For reference, the universe is about 13.787 billion years old [0]. That's about 13.787 * 10^9 * 365 * 24 * 3600 = 4.348 * 10^17 seconds, which (I think?) is a 59-bit number [1]. 10ths of a second will require 62 bits, which is right about at the edge of what a 64-bit signed integer will allow.

If you want milliseconds, you'll need at least 69 bits. For nanoseconds, you'll need at least 89 bits.

So you'll either need an integer type that's wider than what's natively supported in most hardware (thus potentially sacrificing performance), or you'll have to sacrifice precision.

[0]: https://en.wikipedia.org/wiki/Age_of_the_universe

[1]: https://www.wolframalpha.com/input/?i=13.787+*+10%5E9+*+365+...

struct timespec already exists and stores time as two 64 bit integers. Should last a little while.
Ah, that's something I wasn't aware of. Yeah, that scheme could work if you didn't need a single integer to represent time.
Just go for it. In the larger scheme of things, it's not that long until 128-bit CPUs.

I'm mostly kidding. But if you're thinking of representing nanoseconds since the big bang, the wait for 128-bit CPUs is not very long...

GNU has extensions to support 128bit number types [0] already, for systems that can handle it.

[0] https://gcc.gnu.org/onlinedocs/gcc/_005f_005fint128.html

So, the problem is a 64 bit int only gives you ~500 years around the epoch at nanosecond resolution. That's sufficient for timestamping, but not great for a general purpose time library where even ordinary civil calculations might exceed that range, particularly in intermediate arithmetic.

Since larger than 64 bit ints are a disaster for portability, the reasonable solution is to go with a 64 bit signed seconds, 32 bit nano offset field. A lot of language std libs have adopted something along these lines.

DJB was advocating for everything to be in a format like this, referenced to TAI (UTC without leap seconds, basically).

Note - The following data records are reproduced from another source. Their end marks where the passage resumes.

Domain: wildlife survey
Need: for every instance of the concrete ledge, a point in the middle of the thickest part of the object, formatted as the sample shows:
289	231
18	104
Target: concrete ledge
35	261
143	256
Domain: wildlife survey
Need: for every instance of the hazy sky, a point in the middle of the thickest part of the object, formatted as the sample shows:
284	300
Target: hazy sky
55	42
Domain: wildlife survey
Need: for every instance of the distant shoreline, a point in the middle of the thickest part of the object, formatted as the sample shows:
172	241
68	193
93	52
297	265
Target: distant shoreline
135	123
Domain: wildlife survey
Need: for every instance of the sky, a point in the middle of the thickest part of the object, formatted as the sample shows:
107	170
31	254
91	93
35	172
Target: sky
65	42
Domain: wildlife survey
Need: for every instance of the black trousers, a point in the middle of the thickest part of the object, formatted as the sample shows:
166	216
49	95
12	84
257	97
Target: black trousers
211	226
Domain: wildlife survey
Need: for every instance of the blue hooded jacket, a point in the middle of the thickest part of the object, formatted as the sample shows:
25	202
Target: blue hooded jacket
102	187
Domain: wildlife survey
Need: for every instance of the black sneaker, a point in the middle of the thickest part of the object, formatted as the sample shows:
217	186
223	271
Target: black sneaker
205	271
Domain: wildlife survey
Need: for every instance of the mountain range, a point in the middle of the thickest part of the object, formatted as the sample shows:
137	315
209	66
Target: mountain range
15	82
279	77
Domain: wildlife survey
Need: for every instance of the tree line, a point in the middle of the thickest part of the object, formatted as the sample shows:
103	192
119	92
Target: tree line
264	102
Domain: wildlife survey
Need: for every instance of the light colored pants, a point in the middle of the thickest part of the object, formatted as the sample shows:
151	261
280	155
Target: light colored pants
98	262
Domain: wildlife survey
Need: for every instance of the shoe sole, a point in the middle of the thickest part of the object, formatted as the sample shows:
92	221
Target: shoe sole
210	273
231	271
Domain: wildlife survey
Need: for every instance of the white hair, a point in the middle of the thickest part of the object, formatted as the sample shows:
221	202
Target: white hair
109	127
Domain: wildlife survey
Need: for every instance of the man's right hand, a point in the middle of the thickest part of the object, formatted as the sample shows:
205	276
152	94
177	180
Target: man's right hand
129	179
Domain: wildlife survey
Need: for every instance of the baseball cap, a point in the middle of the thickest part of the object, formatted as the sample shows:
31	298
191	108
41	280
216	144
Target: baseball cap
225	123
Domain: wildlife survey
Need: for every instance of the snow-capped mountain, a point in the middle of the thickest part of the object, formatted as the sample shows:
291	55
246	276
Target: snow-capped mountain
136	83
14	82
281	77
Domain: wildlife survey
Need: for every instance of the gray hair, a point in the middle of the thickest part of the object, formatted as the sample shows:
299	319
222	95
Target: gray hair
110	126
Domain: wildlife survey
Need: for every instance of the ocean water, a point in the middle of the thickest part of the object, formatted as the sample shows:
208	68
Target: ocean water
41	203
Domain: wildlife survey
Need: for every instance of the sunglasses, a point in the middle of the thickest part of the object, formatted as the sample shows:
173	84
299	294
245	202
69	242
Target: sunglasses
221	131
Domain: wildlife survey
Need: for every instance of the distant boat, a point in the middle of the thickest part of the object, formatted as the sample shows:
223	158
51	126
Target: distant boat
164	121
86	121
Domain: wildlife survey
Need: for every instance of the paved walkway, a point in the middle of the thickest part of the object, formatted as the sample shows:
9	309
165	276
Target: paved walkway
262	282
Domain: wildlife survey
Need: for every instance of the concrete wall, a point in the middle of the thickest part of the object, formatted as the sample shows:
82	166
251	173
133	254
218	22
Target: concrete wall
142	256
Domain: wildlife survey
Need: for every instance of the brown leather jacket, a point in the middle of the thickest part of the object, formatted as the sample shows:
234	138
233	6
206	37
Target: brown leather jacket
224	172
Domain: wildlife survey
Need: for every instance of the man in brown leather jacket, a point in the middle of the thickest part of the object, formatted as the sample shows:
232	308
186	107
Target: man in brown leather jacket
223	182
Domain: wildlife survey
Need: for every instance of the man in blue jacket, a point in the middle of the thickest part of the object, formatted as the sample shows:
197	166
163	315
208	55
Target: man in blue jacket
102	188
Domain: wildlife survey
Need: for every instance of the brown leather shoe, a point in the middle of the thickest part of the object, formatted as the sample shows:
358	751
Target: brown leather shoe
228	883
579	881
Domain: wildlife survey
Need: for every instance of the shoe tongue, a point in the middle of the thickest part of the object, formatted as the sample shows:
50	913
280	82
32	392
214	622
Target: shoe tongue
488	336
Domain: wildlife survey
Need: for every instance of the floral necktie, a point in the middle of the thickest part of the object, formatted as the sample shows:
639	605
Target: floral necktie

Sadly that didn't get any traction.

I remember in my University years i was astounded to find out that none of the programming languages we were taught could represent the Jurrasic period, or the day the earth was formed, as a date.

I was horrified even more when i learned that future leap seconds are undefined, and we literally can't tell what is the time on the clock lik3w a million seconds from now.

In what resolution?

What do people that need higher resolution use? And the people that don't care about that amount, do they pay the performance penalty?

Every physical or humane value is hard to some extent.

This only really really works if you do TAI. Down with leap seconds.